As each hand changes, the dealer button—the marker that indicates who the dealer is—moves to the next player. As the dealer, you have a favored position; meaning you get to act last, having seen everyone else play. The only time this doesn’t apply is at the start of the game, where the rest will play after the Dealer.

The two players left of the dealer have to post forced bets before cards are dealt. These bets are called blinds. The first player to the dealer’s posts a small blind and the second puts in a big blind. The big blind is typically double the small blind. When there are two players left, the dealer posts the small blind. Blind bets are so named because you post them before seeing your cards.

After blinds are posted, hole cards are dealt to each player. Hole cards are two cards. They are dealt face down. Once this is done, the game can now start in earnest.

The first player to the left of the one who posted the big blind makes the first move. He can either call (betting money equal to the one bet before you), raise (placing a bigger bet) or he can fold (discarding your cards face down and waiting until the next hand is dealt). Assuming all the players call the big blind (e.g. $6), the action goes to the small-blind-player left of the dealer. He can call $3 more (considering his small blind was half the big blind) to make up for the missing $3. If he doesn’t raise the bet, the action now goes to the big-blind-player, who raises if he wants to.

This whole process is called the Pre-Flop.

If the big-blind-player doesn’t raise, then we flop (cards are dealt face up to form hands. These are called community cards).

If a player had raised the big blind, then the rest would either raise that new bet, or call, or fold.

The Flop refers to when the three community cards are dealt to the middle of the table, face up.
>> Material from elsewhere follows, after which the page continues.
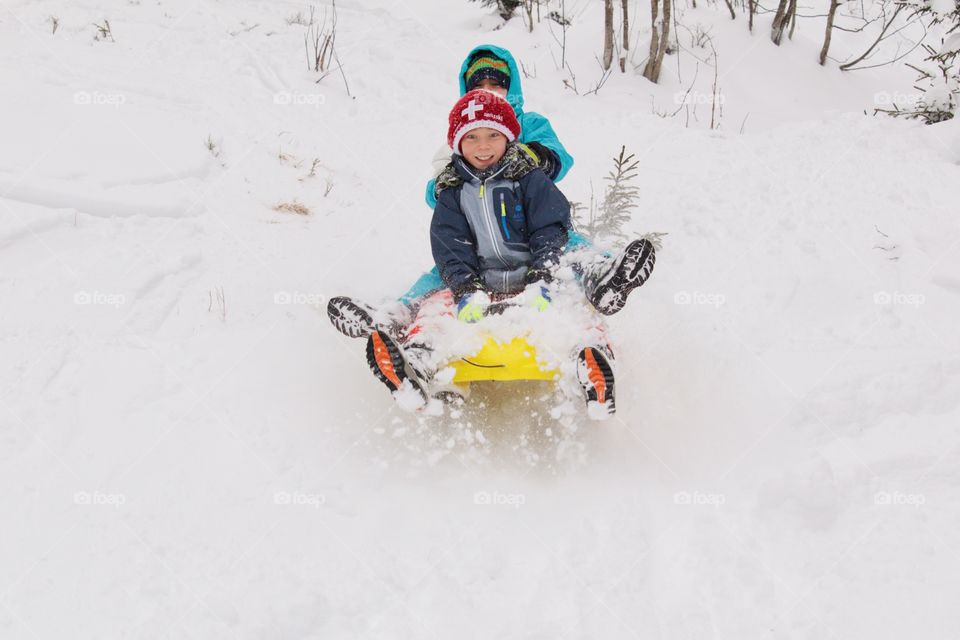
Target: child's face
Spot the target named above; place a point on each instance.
(492, 85)
(483, 147)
The players can use these cards to add to their two hole cards. After the flop, a new round begins with the first player left of the dealer. There is no blind bet applied in this round, meaning the player can either check (not betting when no one in front of you has bet. This is not the same as folding) or he can bet.

If he checks, the next player can check, and so on. If he bets, no one else can check. It’s either call, raise or fold from here. When everyone has made a bet (or checked), another round begins.

The Turn is the round after the Flop. In this round, a fourth card is dealt face up to the community cards. Another betting round begins after the turn has been dealt, as always, starting with the first player left of the dealer. The same format as that of the Flop round is applied here. This leads to the next round.

This next round is called The River. It is in this round that the fifth (the final) community card is dealt face up. The River is the final betting round. If this round ends with multiple players, a Showdown is required.

The Showdown is when the winner of the round (and the money) is determined. With all five community cards dealt, the players can combine their hole cards with any one of them. This is so they can create the best possible five-card hand. In this round, players can now reveal their cards. The winner is determined by using the poker hand rankings system.


These are the simplest of basics but that is where understanding the game begins. There are other concepts to learn so as to gain a deeper knowledge and understanding of the game. Firstly, though, you will need to understand these few concepts before delving deeper into the wonderful game of ultimate deception that is Texas Holdem Poker.